Ideally one would estimate the probability of obtaining each observed score, under each of the null and alternate models, directly from the simulations. In practice it would require a very large number of simulations to estimate the near-zero probabilities that occur whenever the observed score is incompatible with one or other of the models (e.g. if the alternate model is actually correct, then trying to estimate the probability of the observed score occuring under the null model might be very difficult). Instead we assume a normal probability distribution and use the simulations to estimate the distribution parameters (mean and standard deviation). Using this, we can determine the probabilities P(x | null model) and P(x | alternate model), for each score x, and hence find the null versus alternate model log likelihood ratio.
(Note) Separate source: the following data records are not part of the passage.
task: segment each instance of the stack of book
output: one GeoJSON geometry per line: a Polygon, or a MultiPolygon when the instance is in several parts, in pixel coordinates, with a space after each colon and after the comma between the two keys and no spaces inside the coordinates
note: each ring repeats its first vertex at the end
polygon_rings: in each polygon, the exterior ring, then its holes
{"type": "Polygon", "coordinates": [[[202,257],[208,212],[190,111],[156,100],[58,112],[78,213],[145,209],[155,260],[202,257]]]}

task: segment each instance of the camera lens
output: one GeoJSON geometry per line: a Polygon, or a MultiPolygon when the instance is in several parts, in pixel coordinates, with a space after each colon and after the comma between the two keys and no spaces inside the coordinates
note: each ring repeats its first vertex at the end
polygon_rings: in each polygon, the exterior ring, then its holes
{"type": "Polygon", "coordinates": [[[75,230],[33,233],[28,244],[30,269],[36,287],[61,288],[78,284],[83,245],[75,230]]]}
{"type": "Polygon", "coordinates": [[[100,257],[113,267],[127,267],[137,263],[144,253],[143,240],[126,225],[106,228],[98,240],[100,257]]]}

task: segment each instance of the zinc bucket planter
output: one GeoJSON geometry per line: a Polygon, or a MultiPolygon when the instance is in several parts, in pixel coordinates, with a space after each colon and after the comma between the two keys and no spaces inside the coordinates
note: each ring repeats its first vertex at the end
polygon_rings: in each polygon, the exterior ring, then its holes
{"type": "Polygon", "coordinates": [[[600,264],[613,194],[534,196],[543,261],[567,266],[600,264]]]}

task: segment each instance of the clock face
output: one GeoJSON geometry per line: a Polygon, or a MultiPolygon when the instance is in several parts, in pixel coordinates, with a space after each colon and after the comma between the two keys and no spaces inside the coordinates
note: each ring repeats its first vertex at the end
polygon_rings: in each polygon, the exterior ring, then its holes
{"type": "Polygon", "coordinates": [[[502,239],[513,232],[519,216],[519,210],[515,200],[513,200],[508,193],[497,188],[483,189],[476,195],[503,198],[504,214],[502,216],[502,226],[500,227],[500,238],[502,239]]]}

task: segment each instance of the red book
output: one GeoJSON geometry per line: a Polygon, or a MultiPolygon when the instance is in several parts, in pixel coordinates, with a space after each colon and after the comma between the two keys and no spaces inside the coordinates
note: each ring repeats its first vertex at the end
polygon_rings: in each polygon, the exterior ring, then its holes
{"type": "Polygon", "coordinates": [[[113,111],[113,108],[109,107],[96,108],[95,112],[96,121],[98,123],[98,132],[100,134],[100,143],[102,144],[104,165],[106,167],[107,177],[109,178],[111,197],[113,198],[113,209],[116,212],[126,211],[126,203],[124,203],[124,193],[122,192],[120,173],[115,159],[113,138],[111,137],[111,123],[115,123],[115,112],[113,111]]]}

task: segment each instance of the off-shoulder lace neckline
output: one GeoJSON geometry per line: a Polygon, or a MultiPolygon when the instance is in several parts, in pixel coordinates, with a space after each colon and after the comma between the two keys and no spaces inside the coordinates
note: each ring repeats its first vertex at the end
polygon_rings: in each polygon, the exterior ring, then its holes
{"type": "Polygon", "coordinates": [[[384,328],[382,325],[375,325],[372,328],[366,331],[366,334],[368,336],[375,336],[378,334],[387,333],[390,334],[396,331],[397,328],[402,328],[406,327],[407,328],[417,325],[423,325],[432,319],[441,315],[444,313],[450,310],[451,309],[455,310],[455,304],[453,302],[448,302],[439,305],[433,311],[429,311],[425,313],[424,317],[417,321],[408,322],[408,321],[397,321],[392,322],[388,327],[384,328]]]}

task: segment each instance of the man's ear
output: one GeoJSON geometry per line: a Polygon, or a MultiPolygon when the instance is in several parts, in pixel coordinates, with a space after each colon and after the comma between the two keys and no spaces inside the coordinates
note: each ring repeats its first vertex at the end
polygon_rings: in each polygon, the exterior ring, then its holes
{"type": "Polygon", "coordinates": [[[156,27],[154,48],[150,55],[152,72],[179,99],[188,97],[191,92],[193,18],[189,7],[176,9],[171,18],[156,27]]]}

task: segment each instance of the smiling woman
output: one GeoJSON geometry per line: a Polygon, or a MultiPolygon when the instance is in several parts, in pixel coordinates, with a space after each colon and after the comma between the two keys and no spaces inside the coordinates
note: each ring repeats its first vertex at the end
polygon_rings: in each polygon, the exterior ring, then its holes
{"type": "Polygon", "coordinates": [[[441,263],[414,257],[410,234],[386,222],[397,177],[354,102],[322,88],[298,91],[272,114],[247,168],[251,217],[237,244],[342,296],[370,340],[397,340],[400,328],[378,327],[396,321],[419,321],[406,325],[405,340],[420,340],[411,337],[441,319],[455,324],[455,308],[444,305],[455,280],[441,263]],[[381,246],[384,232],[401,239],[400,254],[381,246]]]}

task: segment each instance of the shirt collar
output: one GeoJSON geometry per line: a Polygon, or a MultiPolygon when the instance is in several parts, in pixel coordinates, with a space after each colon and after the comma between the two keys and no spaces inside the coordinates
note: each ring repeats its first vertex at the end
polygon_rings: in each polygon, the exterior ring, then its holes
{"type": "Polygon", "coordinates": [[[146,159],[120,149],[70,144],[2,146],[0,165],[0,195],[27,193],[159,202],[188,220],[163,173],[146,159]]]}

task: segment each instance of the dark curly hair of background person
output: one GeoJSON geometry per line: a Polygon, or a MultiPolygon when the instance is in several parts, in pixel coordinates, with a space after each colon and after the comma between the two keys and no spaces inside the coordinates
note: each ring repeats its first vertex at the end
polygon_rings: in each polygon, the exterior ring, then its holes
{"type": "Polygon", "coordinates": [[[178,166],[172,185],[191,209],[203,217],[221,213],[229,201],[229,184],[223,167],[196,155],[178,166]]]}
These are the scores in columns 10-15. Values less than zero support the null model, while values greater than zero support the alternate model.

This classification scheme is simple to implement but ignores deviations from normal distributions (e.g. columns 5-9 are constrained to be non-negative), so columns 10-15 are not strictly speaking likelihood ratios, but may still be used as classifiers. Note that, even if they were true likelihood ratios, converting the likelihood ratios to probabilities would still require Bayesian prior probabilities on the null and alternate models.

You may like to combine the 1st/2nd/3rd codon position mutation fraction scores into one score (i.e. columns 10 + 11 + 12), and similarly for the synonymous/nonsynonymous codon mutation fraction scores (i.e. columns 13 + 14). Be aware, however, that non-independence of these scores will compromise the statistics. In particular, the 3rd codon position score is completely determined if you know the 1st and 2nd codon position scores, so you may like to use (2/3) * (columns 10 + 11 + 12), instead.

Full details of the above are given in Firth A. E., Brown C. M., 2005, Detecting overlapping coding sequences with pairwise alignments, Bioinformatics, 21, 282-92 and Section 2.5 of the Supplementary Material pdf file (1.0MB), ps file (0.9MB).